Senate Bill 50, a California bill that modifies the Electronic Waste Recycling Act of 2003, was signed into law by Gov. Arnold Schwarzenegger Wednesday night, according to a spokesman for State Sen. Byron Sher (D-Stanford), the bill's author. A spokesman for the California Waste Management Board also confirmed the bill's passage.

In addition, Schwarzenegger also signed Assembly Bill 2901, a bill co-authored by Assemblywomen Fran Pavley (D-Santa Monica) and Christine Kehoe (D-San Diego), which mandates the establishment of a no-cost collection, reuse and recycling system for proper disposal of used cell phones by July 2006.

The new CRT (cathode ray tube) recycling law, which takes effect Jan. 1, will charge consumers a fee for buying computer monitors or televisions and will pay recyclers to dispose of the displays safely: $6 for a 4-inch to 15-inch screen; $8 for a 15-inch to 35-inch screen, and $10 for screens with a diagonal length of more than 35 inches. In return, recyclers will be paid 28 cents per pound to recycle the CRTs, televisions and displays.
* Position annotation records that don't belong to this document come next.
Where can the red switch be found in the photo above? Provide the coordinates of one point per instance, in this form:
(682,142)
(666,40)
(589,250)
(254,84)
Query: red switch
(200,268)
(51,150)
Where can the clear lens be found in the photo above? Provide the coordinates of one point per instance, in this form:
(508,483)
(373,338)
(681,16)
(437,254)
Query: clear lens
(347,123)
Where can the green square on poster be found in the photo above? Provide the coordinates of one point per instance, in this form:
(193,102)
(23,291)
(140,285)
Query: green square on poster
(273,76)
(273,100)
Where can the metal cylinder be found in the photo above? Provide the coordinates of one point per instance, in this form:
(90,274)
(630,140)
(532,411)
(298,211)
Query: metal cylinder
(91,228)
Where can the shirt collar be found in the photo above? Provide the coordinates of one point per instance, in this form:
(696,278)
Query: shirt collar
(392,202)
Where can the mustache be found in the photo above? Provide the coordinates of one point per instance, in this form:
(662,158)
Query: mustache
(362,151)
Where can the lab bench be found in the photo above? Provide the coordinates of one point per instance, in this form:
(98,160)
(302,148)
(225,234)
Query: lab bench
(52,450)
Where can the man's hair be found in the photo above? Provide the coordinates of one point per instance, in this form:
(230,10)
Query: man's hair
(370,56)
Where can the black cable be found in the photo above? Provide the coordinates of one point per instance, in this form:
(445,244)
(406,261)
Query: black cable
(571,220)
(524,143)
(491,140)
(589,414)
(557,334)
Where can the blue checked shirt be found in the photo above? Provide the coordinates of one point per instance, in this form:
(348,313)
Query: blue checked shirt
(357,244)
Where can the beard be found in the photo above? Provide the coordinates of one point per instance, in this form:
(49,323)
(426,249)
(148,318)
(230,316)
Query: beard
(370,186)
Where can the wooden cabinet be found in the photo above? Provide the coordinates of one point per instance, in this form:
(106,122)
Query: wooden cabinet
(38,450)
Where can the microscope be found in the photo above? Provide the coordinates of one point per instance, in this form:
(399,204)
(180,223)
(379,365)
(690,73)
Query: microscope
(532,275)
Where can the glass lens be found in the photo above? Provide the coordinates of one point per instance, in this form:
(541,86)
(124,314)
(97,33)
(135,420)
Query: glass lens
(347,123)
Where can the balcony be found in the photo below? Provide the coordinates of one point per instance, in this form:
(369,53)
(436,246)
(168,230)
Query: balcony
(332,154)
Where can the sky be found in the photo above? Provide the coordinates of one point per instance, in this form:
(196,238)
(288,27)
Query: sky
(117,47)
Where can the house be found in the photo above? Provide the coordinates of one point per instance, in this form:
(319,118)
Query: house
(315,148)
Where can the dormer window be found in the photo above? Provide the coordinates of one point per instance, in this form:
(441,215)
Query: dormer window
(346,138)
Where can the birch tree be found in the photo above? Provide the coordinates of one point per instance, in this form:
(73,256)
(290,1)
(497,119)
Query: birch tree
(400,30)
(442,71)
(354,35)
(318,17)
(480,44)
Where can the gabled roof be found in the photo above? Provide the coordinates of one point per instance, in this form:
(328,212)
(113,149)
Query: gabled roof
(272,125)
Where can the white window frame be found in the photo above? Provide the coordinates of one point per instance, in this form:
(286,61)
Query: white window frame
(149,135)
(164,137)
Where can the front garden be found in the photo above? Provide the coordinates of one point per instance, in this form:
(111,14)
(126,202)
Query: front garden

The two laws promise to save California IT administrators money. With the state funding, recyclers essentially will be able to pick up CRTs and cell phones from companies and consumers and dispose of them essentially for free, using the state money to offset the recycling costs.

Regarding her cell-phone legislation, Assemblywoman Pavley said only about 5 percent of consumers recycle their cell phones, and most don't realize that they contain hazardous materials. The cell-phone bill will require retailers to provide containers or other methods to recycle mobile phones.

"We've made it easy on the consumer, easy on the store owner and easy on third-party recycling companies," Pavley said in an interview, praising the governor for his stance on the environment. "We've also potentially created some new jobs, so it's a win-win-win."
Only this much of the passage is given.